Using specially designed insoles to deliver stochastic resonance to the plantar surface of the feet has the potential to significantly improve static balance, dynamic balance, and gait mechanics in healthy, young individuals as well as elderly people and others with somatosensory deficits.
By Daniel Miranda, PhD; Wen-Hao Hsu, ScD; and James Niemi, MS
The existence of noise (in this context, a random, unwanted signal) in most systems or environments is typically considered a problem. In fact, engineers and scientists have spent decades pursuing ways to reduce or eliminate noise in a range of applications. Noise-cancelling headphones and photo-processing software are two examples of applications in which reducing noise is critical to obtaining crisp sounds and sharp images, respectively.

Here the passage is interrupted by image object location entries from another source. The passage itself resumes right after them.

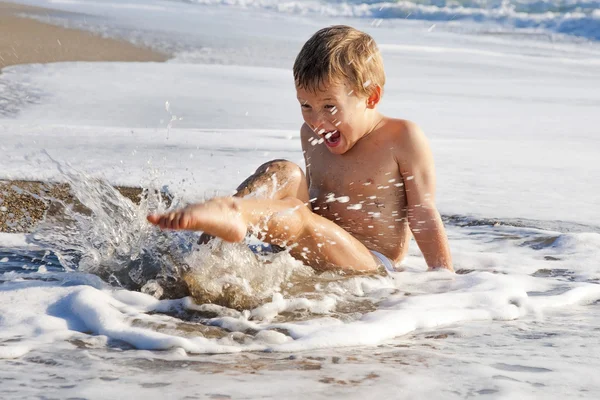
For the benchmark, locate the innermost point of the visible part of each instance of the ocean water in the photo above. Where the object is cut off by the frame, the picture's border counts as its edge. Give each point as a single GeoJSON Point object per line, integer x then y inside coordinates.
{"type": "Point", "coordinates": [510, 109]}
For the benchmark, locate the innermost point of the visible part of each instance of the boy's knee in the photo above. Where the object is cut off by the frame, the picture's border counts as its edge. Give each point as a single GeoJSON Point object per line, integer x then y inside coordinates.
{"type": "Point", "coordinates": [290, 224]}
{"type": "Point", "coordinates": [282, 167]}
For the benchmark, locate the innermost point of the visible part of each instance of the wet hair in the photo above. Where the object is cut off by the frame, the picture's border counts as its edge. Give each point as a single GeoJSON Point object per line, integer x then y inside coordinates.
{"type": "Point", "coordinates": [339, 54]}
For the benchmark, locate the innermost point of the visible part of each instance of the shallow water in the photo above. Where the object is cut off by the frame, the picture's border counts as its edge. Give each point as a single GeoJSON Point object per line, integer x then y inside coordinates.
{"type": "Point", "coordinates": [511, 117]}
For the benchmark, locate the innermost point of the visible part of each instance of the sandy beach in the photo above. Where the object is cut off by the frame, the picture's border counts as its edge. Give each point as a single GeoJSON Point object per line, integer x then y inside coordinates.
{"type": "Point", "coordinates": [25, 40]}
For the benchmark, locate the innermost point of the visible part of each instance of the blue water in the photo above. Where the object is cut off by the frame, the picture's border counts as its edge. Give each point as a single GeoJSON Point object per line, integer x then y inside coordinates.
{"type": "Point", "coordinates": [577, 18]}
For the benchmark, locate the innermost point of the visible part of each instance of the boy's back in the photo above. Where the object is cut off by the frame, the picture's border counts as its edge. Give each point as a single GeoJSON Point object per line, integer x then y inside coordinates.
{"type": "Point", "coordinates": [362, 191]}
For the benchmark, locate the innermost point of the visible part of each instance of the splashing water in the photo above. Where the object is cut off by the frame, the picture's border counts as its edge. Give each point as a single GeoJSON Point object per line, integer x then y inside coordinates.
{"type": "Point", "coordinates": [107, 234]}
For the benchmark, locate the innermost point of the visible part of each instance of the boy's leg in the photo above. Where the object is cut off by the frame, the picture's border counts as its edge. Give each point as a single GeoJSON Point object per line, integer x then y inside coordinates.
{"type": "Point", "coordinates": [276, 179]}
{"type": "Point", "coordinates": [288, 222]}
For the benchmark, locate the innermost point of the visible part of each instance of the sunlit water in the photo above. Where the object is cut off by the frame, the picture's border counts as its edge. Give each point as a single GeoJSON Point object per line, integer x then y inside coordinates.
{"type": "Point", "coordinates": [520, 315]}
{"type": "Point", "coordinates": [512, 121]}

However, physicists and scientists from the 1980s to the mid-1990s reported applications for which the introduction of nonlinear noise to certain systems or environments enhanced the detection and transmission of weak signals.1 This phenomenon, coined stochastic resonance (SR), indicates that the flow of information through certain systems is improved by the inclusion of a specific level of noise. At the time, it was hypothesized that the sensory systems and perceptual processes may be able to take advantage of this phenomenon to improve the detection of weak stimuli.2
Collins and colleagues confirmed this hypothesis in a series of experiments involving human participants, in which subsensory SR noise improved tactile sensation by acting as a suitable pedestal for enhancing the detection of weak, normally undetectable, stimulations (Figure 1).3
Early insoles and standing balance
This was an exciting finding because it suggested the introduction of SR to the human sensory system might enhance the detection of weak stimuli in persons with sensory deficits caused by normal aging, stroke, diabetes, or other neurological disorders in addition to individuals with intact, normally functioning systems.4 From a clinical perspective, in the lower extremities, this sensory feedback provides important information to the human balance-control system that, when diminished, is associated with an increased risk of falling.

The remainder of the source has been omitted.